Vitaminas lipossolúveis

É da natureza do ser vivo se estruturar anatômica e fisiologicamente em meio aquoso. Biomoléculas de transcendência, tais como os ácidos nucléicos (herança genética), glicogênio (reserva polimérica de glucose hepática ou muscular) e enzimas (proteínas globulares responsáveis pela catálise nas reações do metabolismo*) são solúveis em água ou pelo menos passíveis de alta solvatação. Todavia, outros metabólitos de igual importância tais como os TAGs (TriAcilGliceróis ou TriGlicerídios, os ditos óleos vegetais e gorduras animais) e o colesterol (precursor de hormônios) são completamente insolúveis em água.

De fato, até tirando partido desta insolubilidade, os adipócitos (células do tecido gorduroso) chegam a acumular matéria graxa (altamente energética na falta da glucose) em quantidade equivalente à quase totalidade do volume celular disponível. Ainda mais, fosfolipídios, glicolipídios e esteróis são componentes fundamentais da membrana plasmática das células garantindo-lhe a seletiva e necessária (im)permeabilidade. Em circunstâncias em que o organismo necessita ?forçar? a entrada de substâncias lipofílicas em um caudal aquoso ele pode se valer do princípio da detergência: colesterol é quimicamente convertido em ácidos biliares e assim adquirindo a polaridade e carga dos aminoácidos que lhe são ligados pode mais facilmente interagir com gorduras verdadeiras apolares ainda que em meio aquoso.

Em artigo anterior (O Estado do Paraná, 14 de agosto de 2005, Ciência, pg. 24) abordamos o tema de enzimas, vitaminas hidrossolúveis e seus co-enzimas derivados. No caso das vitaminas ditas lipossolúveis é incerto atribuir-lhes um papel de co-enzimas ou seja, participação nas reações enzimáticas do metabolismo mediante efetiva capacidade de fragmentação ou apropriação temporária de um fragmento de um substrato que se transforma em produto.

 O grupo todo das vitaminas lipossolúveis, designado de A-D-E-K, é derivado de um precursor comum, o isopreno (C5).

1. Vitamina A ou retinol : resulta da clivagem do beta-caroteno da cenoura em 2 subporções idênticas e bioativas. Todos tecidos se ressentem de sua falta mas são os olhos os mais afetados na enfermidade conhecida como xeroftalmia (?olhos secos? de infantes) e na dificuldade de adultos com a visão noturna ou em locais parcamente iluminados. Os vegetais verdes e amarelos são boa fonte dos carotenos precursores alfa, beta e gama. No processo da visão, o retinol (um álcool) é convertido em retinal (um aldeído) com o auxílio de uma co-enzima hidrossolúvel (NAD / NADH2) e então é capaz de unir-se então à proteína mediadora da visão, a (rod)opsina.

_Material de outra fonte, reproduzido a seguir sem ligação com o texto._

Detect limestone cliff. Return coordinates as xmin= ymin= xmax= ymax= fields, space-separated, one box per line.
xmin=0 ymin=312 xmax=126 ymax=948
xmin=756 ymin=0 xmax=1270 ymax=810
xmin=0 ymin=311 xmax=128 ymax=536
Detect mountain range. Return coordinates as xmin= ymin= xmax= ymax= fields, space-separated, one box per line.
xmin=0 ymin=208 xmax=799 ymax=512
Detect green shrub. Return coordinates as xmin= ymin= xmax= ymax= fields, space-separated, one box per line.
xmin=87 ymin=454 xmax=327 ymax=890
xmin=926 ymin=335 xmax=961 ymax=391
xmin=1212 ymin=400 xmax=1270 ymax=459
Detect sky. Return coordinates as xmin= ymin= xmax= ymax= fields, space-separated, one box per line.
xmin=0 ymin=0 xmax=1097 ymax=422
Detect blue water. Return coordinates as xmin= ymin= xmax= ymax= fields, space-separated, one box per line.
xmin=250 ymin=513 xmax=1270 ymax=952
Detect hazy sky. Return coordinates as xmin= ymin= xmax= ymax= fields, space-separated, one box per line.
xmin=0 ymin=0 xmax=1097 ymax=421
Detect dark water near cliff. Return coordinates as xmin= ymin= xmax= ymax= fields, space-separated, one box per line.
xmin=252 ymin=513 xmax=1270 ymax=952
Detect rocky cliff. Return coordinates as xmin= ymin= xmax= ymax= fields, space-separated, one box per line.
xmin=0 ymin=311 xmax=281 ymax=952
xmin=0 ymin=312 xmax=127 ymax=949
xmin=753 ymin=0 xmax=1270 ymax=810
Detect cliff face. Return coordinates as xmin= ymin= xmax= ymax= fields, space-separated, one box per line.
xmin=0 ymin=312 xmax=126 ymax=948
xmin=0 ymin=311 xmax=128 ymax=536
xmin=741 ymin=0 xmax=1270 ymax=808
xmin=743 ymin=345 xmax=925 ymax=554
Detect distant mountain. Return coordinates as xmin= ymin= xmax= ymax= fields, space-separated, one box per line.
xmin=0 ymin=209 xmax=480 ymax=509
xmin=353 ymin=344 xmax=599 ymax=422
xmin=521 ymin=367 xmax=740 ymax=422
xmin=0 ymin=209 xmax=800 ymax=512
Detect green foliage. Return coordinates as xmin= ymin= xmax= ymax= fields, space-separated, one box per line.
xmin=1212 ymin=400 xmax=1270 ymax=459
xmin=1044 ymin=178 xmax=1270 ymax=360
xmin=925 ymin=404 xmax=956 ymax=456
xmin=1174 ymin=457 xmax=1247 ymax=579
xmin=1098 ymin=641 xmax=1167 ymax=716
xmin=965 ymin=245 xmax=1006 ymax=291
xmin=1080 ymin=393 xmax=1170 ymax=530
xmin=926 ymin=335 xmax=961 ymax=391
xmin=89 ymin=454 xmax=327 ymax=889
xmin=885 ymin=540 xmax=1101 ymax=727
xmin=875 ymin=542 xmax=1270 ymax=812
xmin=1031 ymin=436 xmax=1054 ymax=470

2. Vitamina D ou calciferol: ambas formas ativas D2 e D3, mediante irradiação ultravioleta (daí a importância do banho de sol), são derivadas respectivamente do dehidrocolesterol (nível da pele) e do ergosterol de leveduras. Esta última fonte é explorada industrialmente. A falta de colecalciferol ou de ergocalciferol implica em raquitismo que pode ser corrigido com óleo de peixe na dieta. O derivado mais bioativo, dihidroxicolecalciferol (com feições de um verdadeiro hormônio), é responsável pela absorção do cátion cálcio ao nível dos intestinos e age de forma integrada com o hormônio paratireóideo.

3. Vitamina E ou tocoferol: como visto em ensaios com cobaias um dos efeitos mais marcantes da falta desta vitamina é a infertilidade de machos e fêmeas, além de degeneração dos rins e fígado. Tem conhecida atividade anti-oxidante no sentido de proteger os ácidos graxos insaturados (e.g., linolêico e araquidônico, precursores das prostaglandinas) de oxidação quando do ataque de espécies reativas do oxigênio (radicais livres). Os óleos de germe de trigo e de sementes de girassol são fontes substanciosas de tocoferóis.

4. Vitamina K : o grupo quinona bioativo pode vir acoplado a um braço lipofílico que pode variar de 6 a 10 átomos de carbono (série da vitamina K2). Uma variante sintética é a vitamina K3 ou menadiona onde o referido braço está simplificado para apenas 1 carbono. A deficiência causa bloqueio na biossíntese da proconvertina, esta por sua vez implicada na cascata da coagulação que finaliza com a transformação do fibrinogênio (plasma) em fibrina (soro). A vitamina K é produzida pela flora bacteriana do intestino grosso. Na dieta, couve-flor e fígado são fontes enriquecidas.

(*) de acordo com o relatório de 1992 da Enzyme Comission / IUB International Union of Biochemistry estão descritas 3.196 enzimas.